At Computex 2025, Nvidia unveiled an updated version of its foundation model for humanoid robots, GR00T.
The latest release, GR00T N1.5, builds on the original GR00T N1 announced in March. The new model is designed to better handle unfamiliar environments and can recognize and perform a wide range of material handling tasks.
GR00T N1.5 is built around a dual-system architecture. System 2 handles cognitive tasks like planning, while System 1 controls real-time motor execution. The goal is to equip humanoid robots with generalized reasoning and action skills—much like how large language models have transformed language tasks.
According to Nvidia, GR00T N1.5 can be trained in just 36 hours using synthetic data, a process that would normally take about three months with traditional methods.
Early adopters include AeiRobot, Foxlink, Lightwheel, and NEURA Robotics. AeiRobot is using the model to control industrial pick-and-place workflows through natural language. Foxlink aims to make its industrial robots more flexible, while Lightwheel is validating synthetic training data for humanoid robots in manufacturing.
GR00T-Dreams: Training data from AI-generated videos
Nvidia also introduced a new blueprint called GR00T-Dreams, which uses image-driven AI video models to generate synthetic motion data for robot training. The system was developed under the direction of Jim Fan, who leads Nvidia's research group for embodied generative AI.
Developers first train a world model using Cosmos Predict. Next, GR00T-Dreams takes a single image and generates a video showing a robot performing a new task in a new environment. The system then extracts so-called action tokens—compressed data fragments that teach the robot new behaviors.
Real-world robots can only collect a limited amount of data each day, but with GR00T-Dreams, developers can generate as much training data as needed. The videos are produced by the Cosmos AI video generator, which has been fine-tuned with robot footage from Nvidia’s labs. These synthetic videos are then fed into the training pipeline.
New simulation systems narrow the sim-to-real gap
To further accelerate training and testing, Nvidia announced updates to several open simulation and data frameworks, including Isaac Sim 5.0 and Isaac Lab 2.2, both available on GitHub. Isaac Lab now offers new test environments for GR00T N models. Nvidia is also releasing an open-source dataset containing 24,000 high-quality motion sequences for humanoid robots.

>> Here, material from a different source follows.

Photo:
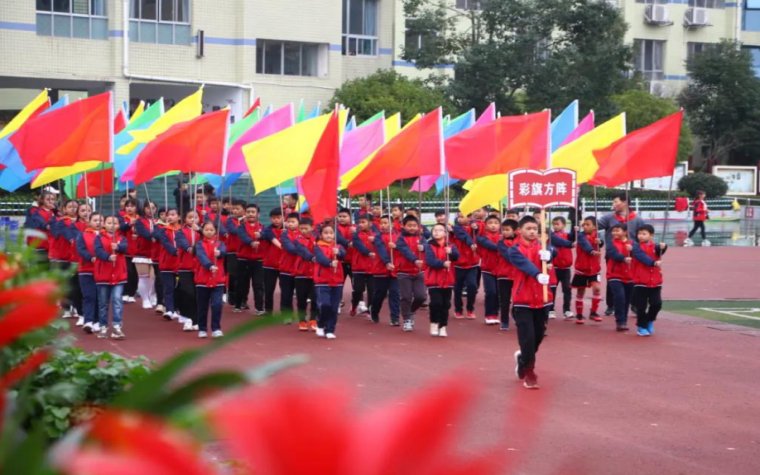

A new world model called Cosmos Reason is also available. It uses a "chain of thought" approach to curate high-quality synthetic training data. Cosmos Predict 2, which powers GR00T-Dreams, is set to launch soon on Hugging Face.
Rounding out the setup, the GR00T-Mimic blueprint, introduced in March, generates large volumes of synthetic motion data for manipulation tasks from just a handful of human demonstrations. Companies like Foxconn and Foxlink are already using it to speed up their training pipelines.